Getting an indication is key, because it would further establish metabolic syndrome as a bona fide disease. So goes the domino effect of recognition: First the National Institutes of Health and the American Heart Association identify metabolic syndrome as a disease, then the FDA creates an indication, and then the HMOs – which have largely refused to reimburse patients for obesity treatments – agree to pick up the tab for metabolic syndrome prescriptions, thus making physicians more likely to prescribe them for their patients. The only drawback is that the market could be too big: If the HMOs see a diagnosis that fits 75 million Americans and a potential bill for $18 billion, they might simply refuse to pay it.

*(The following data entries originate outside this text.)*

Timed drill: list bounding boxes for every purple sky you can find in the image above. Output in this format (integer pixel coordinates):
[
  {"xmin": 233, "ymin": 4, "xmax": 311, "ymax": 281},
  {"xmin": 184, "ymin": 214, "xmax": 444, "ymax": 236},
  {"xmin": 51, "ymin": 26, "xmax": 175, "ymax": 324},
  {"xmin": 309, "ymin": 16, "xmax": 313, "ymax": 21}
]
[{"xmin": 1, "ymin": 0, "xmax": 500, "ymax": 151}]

That, of course, is the demographic ripple effect of diseases like metabolic syndrome. As the medical establishment reaches further down the causal chain to identify more risk factors and spot them earlier, and as it assigns names, definitions, and treatments to these diagnoses, more and more people are swept into the disease net. Add in our genetic biomarkers and it’s clear that disease won’t be something we can avoid anymore. It will be something we simply have, just as we have freckles or wear glasses. We will all carry our disease portfolios and will be identified through our ailments – or more precisely, our inclinations toward certain ailments. Metabolic syndrome is just the latest step on this path.

On one level, this is the inevitable progress of medicine. But on another, it makes the idea of disease – or of health, for that matter – a meaningless abstraction. “We all already have a disease,” Kahn says. “Life – it’s a terminal disease, you know.”